The ideologies behind the monstrosity that transpired in Paris are simply not representative of the Muslim faith, and, in fact, left those at home just as shocked everyone else. A Muslim bakery owner claimed on CBC the other day, “This isn’t the Qur’an. This has nothing to do with the Qur’an.” Alas, there are many ‘evil’ Muslims, and there are millions more content and harmless people of the Muslim faith — just like there can be evil or decent people from any ethnicity, religion, or class.
I’m saddened that religious identification still plays the role in who the secular majority and other non-Muslims decide is ‘evil.’
Such ideologies have ignited a nation-wide ignorance that identifies Muslim people solely by their religion, and clumps them together into an intersectional abhorrence that needlessly positions them as outsiders. As a non-religious white male, I simply cannot understand how this has come to be in this day and age.
How are people, much less Canadians, so incredibly ignorant? The front page of the Metro this morning displays a large portrait of a Toronto Muslim reporter, and the headline reads: “Because I wear a hijab, I’m automatically the spokeswoman for every Muslim in the country.” I’m saddened that this is the case; that religious identification still plays the role in who the secular majority and other non-Muslims decide is ‘evil.’
How do we right these wrongs? Religious education is the solution, as Samaah Jaffer, my former colleague at The Peak, offered recently. She is an incredibly well-rounded, ambitious SFU World Literature and International Studies student who also happens to be a Canadian-born Muslim: “I believe the attacks that have transpired against members the Muslim community are due to a lack of understanding,” she tells me in an online message.
“The fact the ISIS acronym includes the word “Islamic” is incredibly misleading, since the group has absolutely no legitimate religious authority, and I believe education is key when it comes to decreasing prejudice. It’s up to individuals to take the time to learn about Islam, rather than relying on the extremist actions that are being covered in the media to inform their judgments.”

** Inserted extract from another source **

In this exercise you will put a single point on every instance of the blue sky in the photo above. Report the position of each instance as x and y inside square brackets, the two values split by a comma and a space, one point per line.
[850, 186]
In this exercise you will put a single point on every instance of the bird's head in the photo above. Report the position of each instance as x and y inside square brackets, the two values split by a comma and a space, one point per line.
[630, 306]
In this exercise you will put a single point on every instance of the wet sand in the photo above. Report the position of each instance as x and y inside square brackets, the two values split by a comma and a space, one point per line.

So, to Canadian Muslim communities, and those experiencing isolation or criticism in other parts of the world: do not apologize for the hatred that ransacked Paris on November 13. You were not involved. These terrorist actions do not reflect your religious beliefs, nor your qualities as a human being. As your fellow Canadian, I apologize for any unfounded prejudice you’ve had to endure as a result of our blatant intolerance.
And to the xenophobes I am ashamed to call my own race: perhaps you should take a moment to educate yourselves on religious diversity, and what it actually means to ‘be a terrorist.’ Perhaps you should recognize your racism as such, rather than blindly subscribing to profane, violent, and unfounded judgments.
We’re now living in the 21st century. Let’s actually practice what we preach and demonstrate the cultural ideals that we’ve wrongfully boasted about for ages.